Given such an agreement, concerted measures for the restoration of the Central Government’s authority and fiscal machinery, for the effective disbandment of the iuchuns’ irregular forces, and for financial reorganization, might be profitably discussed with China’s representatives. But, pending the application of such remedial measures, it is foolish and futile to talk of restoring the unfettered authority of the Chinese Government in Manchuria and Mongolia, for the simple reason that there is no effective government in China. Under existing conditions, the rapid economic development of these dependencies, which has resulted from Japan’s railway and mining enterprises, has proved of immediate benefit, not only to China’s revenues, but to large numbers of Chinese workers and settlers, who have poured into the country from Shantung and Chihli, attracted by good wages and the prospect of immunity from the lawlessness that preys upon all forms of productive industry, as the result of chronic misrule under the Chinese Republic.

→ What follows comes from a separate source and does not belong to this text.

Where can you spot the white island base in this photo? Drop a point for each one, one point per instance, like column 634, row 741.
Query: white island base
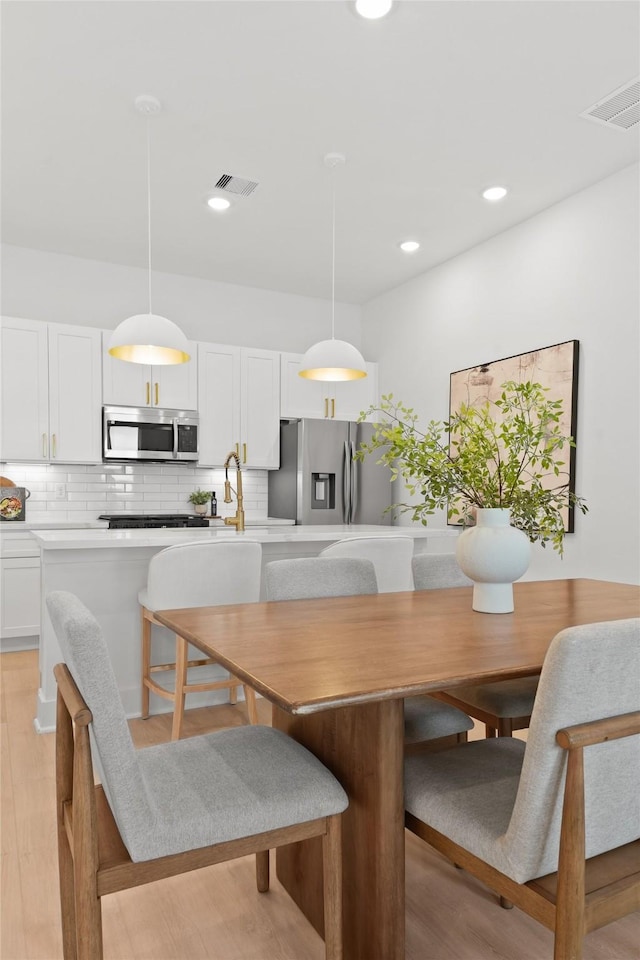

A word, in conclusion, with the political idealists who would have us believe in the impending federation of the world by virtue of Christianity and faith in the blessings of Democracy. It were well for the peace of mankind if they could be led to realize the simple truth that the impact and influence of the West have tended to destroy the cohesive and self-sufficient qualities of China’s patriarchal system of government, without supplying anything of practical value in its place. A venerable civilization, probably the wisest, and certainly the oldest, that humanity has produced, is now in danger of perishing, as so many others have perished, by contact with our machine-driven, armor-plated culture, in combination with soulless international finance. Time will show whether the process of disintegration wrought by these disruptive influences can possibly be arrested by a new policy of harmonious coöperation, for China’s good, between the friendly powers, so as to preserve her independence as a nation and to restore peace and prosperity to her people. Reduced to simple terms, this is the real Far Eastern question, which awaits the deliberations of the Washington Conference.